滴滴出行(Didi Chuxing)に強力ライバル出現!東風汽車、第一汽車、長安汽車の自動車メーカーがライドシェア「T3出行」設立!

3/22, 中国の三大自動車メーカーである、東風汽車、中国第一汽車、長安汽車が合同で新会社「T3出行」を設立しライドシェア企業を立ち上げた。最初に南京でサービスを開始し、2019年中にも重慶、武漢、広州、杭州、天津の合計6都市でサービス展開を開始し、2020年には大多数の省都都市をカバーする計画だという。滴滴出行(Didi Chuxing)にとっては、自動車メーカー連合という今までにない強敵の出現で業界大手の座に危機が忍び寄るかもしてない。

 

中国の自動車トップ企業3社が共同で「T3出行」を設立し滴滴出行(Didi Chuxing)に対抗!

3/22, 中国の三大自動車メーカーである、東風汽車、中国第一汽車、長安汽車が合同で新会社「T3出行」を設立しライドシェア分野に参入した。新会社にはアリババ、テンセント、蘇寧電器など大手インターネット企業も資本参加しており、そのポテンシャルの高さに注目が集まっている。中国のライドシェア業界No1企業といえば、ライドシェア黎明期から注目を集め、2016年8月のUber買収で絶対的王者となった滴滴出行(Didi Chuxing)が圧倒的な存在感で君臨しているが、「T3出行」の出現によって、中国ライドシェアの業界マッップが大きく塗り替えられる可能性がありそうだ。

 

「T3出行」は自動車メーカーが母体となるライドシェア企業!自動車供給に不安なし!

中国ライドシェア業界で絶対的な地位を占める滴滴出行(Didi Chuxing)であるが、ユーザーからの多くの不満が指摘されているのは事実だ。不満として挙げられるのは、1)料金に対する不満(混雑時や悪天候の時などは値段が変更)、2)安全面(昨年話題となった殺人事件などの悲劇的な事例)、3)乗車する車の車種は来てみないと厳密にはわからない、4)ドライバーが登録者と一致しているのかの確認問題などである。
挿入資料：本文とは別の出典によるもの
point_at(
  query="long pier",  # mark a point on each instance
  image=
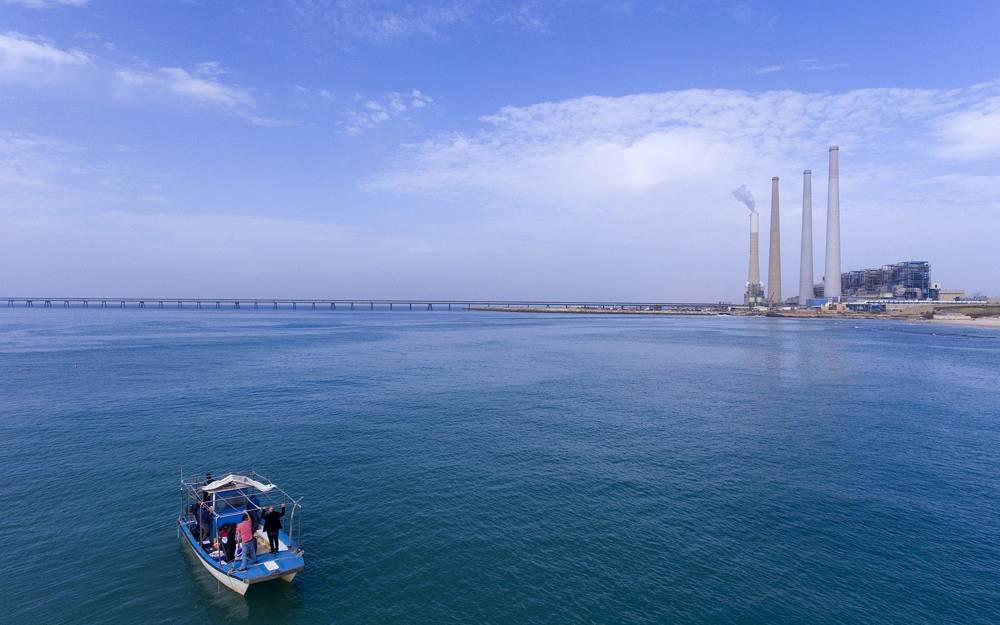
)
(343, 304)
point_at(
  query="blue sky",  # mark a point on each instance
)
(469, 149)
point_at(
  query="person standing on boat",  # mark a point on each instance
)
(272, 524)
(244, 531)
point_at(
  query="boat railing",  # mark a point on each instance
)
(191, 486)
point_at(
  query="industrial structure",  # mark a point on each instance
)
(831, 280)
(906, 280)
(774, 250)
(754, 294)
(805, 258)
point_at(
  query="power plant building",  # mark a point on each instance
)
(906, 280)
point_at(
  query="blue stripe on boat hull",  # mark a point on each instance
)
(289, 562)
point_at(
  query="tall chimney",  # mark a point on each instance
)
(831, 280)
(805, 260)
(753, 276)
(774, 251)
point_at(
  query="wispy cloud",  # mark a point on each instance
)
(380, 20)
(372, 112)
(972, 134)
(200, 85)
(814, 65)
(33, 59)
(46, 4)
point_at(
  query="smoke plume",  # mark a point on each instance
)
(743, 195)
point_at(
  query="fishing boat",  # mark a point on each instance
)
(207, 522)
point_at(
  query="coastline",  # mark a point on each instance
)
(990, 322)
(964, 320)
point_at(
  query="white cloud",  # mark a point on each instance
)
(380, 20)
(28, 59)
(655, 170)
(203, 85)
(974, 133)
(200, 86)
(369, 113)
(46, 4)
(814, 65)
(768, 69)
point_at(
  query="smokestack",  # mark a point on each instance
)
(805, 260)
(831, 280)
(755, 291)
(753, 276)
(774, 251)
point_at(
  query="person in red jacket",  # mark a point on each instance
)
(244, 532)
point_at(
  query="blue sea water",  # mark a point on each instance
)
(504, 468)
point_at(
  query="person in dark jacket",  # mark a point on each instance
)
(272, 523)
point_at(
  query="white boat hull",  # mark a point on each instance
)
(229, 582)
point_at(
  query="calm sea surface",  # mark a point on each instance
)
(488, 468)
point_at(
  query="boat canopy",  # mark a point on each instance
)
(233, 481)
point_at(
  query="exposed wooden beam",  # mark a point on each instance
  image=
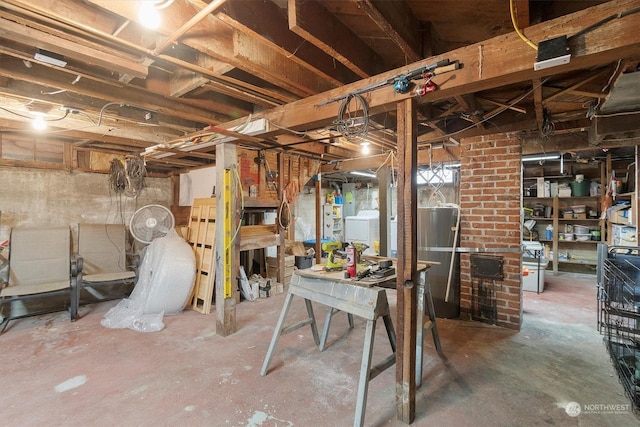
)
(396, 19)
(265, 21)
(183, 82)
(601, 46)
(129, 94)
(42, 40)
(311, 21)
(571, 88)
(538, 102)
(232, 47)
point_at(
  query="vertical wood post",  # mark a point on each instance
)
(226, 158)
(319, 224)
(406, 284)
(279, 220)
(384, 206)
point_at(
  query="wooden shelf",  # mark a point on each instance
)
(583, 250)
(584, 242)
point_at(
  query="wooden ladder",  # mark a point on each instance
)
(202, 237)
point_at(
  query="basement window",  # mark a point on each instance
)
(441, 176)
(16, 147)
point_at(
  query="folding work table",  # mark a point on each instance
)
(365, 298)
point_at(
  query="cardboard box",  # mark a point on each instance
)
(573, 215)
(303, 262)
(289, 261)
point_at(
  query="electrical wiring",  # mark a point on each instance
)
(348, 124)
(515, 26)
(295, 132)
(135, 173)
(500, 111)
(239, 184)
(117, 176)
(604, 21)
(25, 116)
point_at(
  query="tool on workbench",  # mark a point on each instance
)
(331, 248)
(402, 83)
(385, 268)
(351, 260)
(360, 248)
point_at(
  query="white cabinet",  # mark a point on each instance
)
(332, 222)
(363, 228)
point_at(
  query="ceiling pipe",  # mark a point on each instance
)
(206, 11)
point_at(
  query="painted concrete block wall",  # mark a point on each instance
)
(490, 186)
(36, 197)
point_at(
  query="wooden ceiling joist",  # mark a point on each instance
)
(498, 69)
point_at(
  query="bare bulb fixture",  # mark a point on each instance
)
(39, 123)
(148, 15)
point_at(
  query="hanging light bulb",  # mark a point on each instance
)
(148, 15)
(38, 122)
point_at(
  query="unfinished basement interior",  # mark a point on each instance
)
(319, 213)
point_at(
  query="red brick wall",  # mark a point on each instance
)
(490, 203)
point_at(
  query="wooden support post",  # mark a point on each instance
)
(384, 203)
(281, 231)
(226, 158)
(406, 284)
(319, 224)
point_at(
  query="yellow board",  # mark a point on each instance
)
(226, 270)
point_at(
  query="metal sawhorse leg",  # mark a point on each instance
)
(327, 323)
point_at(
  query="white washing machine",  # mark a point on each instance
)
(363, 228)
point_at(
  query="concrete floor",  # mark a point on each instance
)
(56, 373)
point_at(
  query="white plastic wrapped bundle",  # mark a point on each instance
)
(165, 281)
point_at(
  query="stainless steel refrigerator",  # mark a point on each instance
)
(436, 234)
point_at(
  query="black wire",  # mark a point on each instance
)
(604, 21)
(344, 121)
(136, 171)
(117, 176)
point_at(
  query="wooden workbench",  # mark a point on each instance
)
(365, 298)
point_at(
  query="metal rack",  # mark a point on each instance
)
(619, 314)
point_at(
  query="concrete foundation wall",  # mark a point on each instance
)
(32, 197)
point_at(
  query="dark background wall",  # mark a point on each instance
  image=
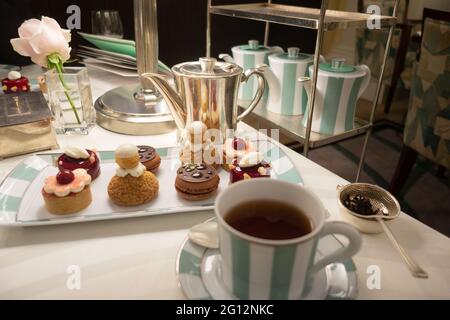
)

こうした問題に対して、滴滴出行(Didi Chuxing)も日々改善の努力はしているが、今回、自動車メーカーが中心となって設立された「T3出行」は、上記のような問題をハード面から解決する力を持ち合わせていると言える。

例えば、T3出行のライドシェアサービスでは、自動車メーカーであるが故に採用可能な戦略として、統一車を使用するという。これにより、車の性能面でのサービスレベルが一定化することはもちろん、車内の共通オペレーティングシステムと連携する形でライドシェアアプリを搭載することが可能となる。車の稼働の際に顔認証技術を活用することで、ドライバーと登録車両の不一致という登録を巡る根本的な問題も容易に解決することが可能となる。滴滴出行(Didi Chuxing)は、スマホアプリを活用しデバイスとドライバーを関連させる論理構成であったが、T3出行では車のOSを通じて、車そのものとドライバーを一致させるという論理構成でライドシェアモデルが実現するのである。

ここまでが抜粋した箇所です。